It is relevant to observe moreover that the mesh width of the grid referred to in the foregoing, formed by the modulation graphs H(Q) and the parabola R, may be graduated in accordance with an arithmetical or geometrical progression. In the second case, the operation is conducted with a lesser number of r.p.m. stages and the control graph is always approximated with identical precentual precision.
Another advantage may be considered to consist in that the pumping set may be combined with the control system required into a component ready for installation which may be connected electrically and installed like any other and ungoverned pumping set, because all the control signals are picked up from the set and processed in the control unit present on the motor.
In the graph illustrated in FIG. 1, the modulation graph H(Q)1 corresponds to the lowest r.p.m. n1, whereas the modulation graph H(Q)7 corrrsponds to the highest r.p.m. n7. These two graphs delimit--with the delivery head H plotted as the ordinate and the delivery flow Q as the abscissa--the field in which the possible operating points of the pump may be situated. For practical reasons, that is for example if operation at satisfactory efficiency or a satisfactory suction performance of the pump is desirable, a limitation will be accepted however and particular affinity parabolas will be selected as limits on the contrary, and not the co-ordinate axes. These are the graphs R1 and R9 in FIG. 1.

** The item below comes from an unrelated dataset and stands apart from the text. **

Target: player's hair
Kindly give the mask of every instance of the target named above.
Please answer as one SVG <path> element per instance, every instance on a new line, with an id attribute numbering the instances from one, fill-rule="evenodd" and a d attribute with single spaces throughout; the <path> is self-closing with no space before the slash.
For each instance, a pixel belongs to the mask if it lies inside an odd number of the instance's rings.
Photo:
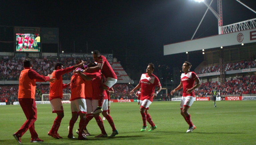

To simplify the description, each point of intersection between an affinity parabola R and modulation graph H(Q) is denoted by the suffix numbers of the graphs. The number 97 for the point of intersection of the parabola R9 with the modulation graph H(Q)7, and the number 26 for the point of intersection of the parabola R2 with the modulation graph H(Q)6, are cited as examples. The field of application considered for the pumping set in question is consequently a quadrangle having the corners 97-17-11-91, in which connection it should be observed that the set may operate even as far as delivery flow zero on the modulation graph H(Q)2, and as far as the delivery head zero on the modulation graph H(Q)7, which is denoted by arrows departing from the points 17 and 92.

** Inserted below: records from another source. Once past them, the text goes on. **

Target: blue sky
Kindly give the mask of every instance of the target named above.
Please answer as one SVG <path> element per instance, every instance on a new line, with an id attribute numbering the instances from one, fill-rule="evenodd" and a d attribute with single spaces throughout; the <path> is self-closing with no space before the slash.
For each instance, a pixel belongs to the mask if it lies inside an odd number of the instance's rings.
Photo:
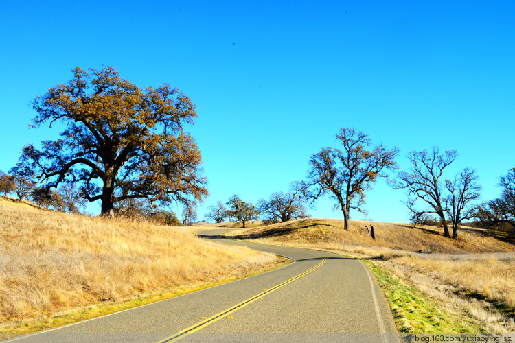
<path id="1" fill-rule="evenodd" d="M 187 130 L 211 193 L 199 219 L 233 193 L 255 203 L 287 191 L 311 154 L 338 147 L 341 127 L 398 147 L 401 169 L 409 151 L 455 149 L 447 177 L 475 169 L 485 200 L 515 167 L 515 2 L 106 3 L 3 3 L 0 169 L 25 145 L 58 137 L 29 129 L 36 96 L 76 67 L 107 65 L 196 104 Z M 379 181 L 367 194 L 369 218 L 408 220 L 402 191 Z M 343 217 L 328 200 L 310 213 Z"/>

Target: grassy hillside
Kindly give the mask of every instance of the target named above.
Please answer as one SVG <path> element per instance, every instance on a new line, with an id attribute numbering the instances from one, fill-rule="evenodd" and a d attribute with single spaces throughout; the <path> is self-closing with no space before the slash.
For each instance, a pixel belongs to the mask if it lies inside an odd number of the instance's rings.
<path id="1" fill-rule="evenodd" d="M 217 282 L 277 261 L 198 239 L 187 228 L 71 215 L 0 199 L 0 332 L 8 322 Z"/>
<path id="2" fill-rule="evenodd" d="M 371 224 L 375 240 L 365 228 Z M 363 259 L 374 266 L 402 332 L 515 331 L 515 245 L 505 236 L 463 228 L 455 241 L 437 227 L 358 220 L 345 231 L 343 220 L 320 219 L 227 235 Z"/>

If the plant designer specifies a control characteristic HR (Q) which in the example illustrated in FIG. 1 is intended to be a straight line extending between the points x and y, this straight line then intersects particular partial spans on the modulation graphs H(Q), in such manner that selected terminal points of the partial spans are situated at either side of the plant characteristic, for example being points 37 and 57 for the speed of revolution n7, terminal points 35 and 65 for the r.p.m. n5, etc. During operation of the pump, it is possible to come close to the control graph HR (Q) by traversing partial spans of the modulation graphs valid for different speeds of revolution. In this connection, it is immaterial moreover whether the plant characteristic is selected as a lower or upper limit or else, as illustrated, as a mean value for the operation of the set, since this lies within the plant designer's discretion, in principle.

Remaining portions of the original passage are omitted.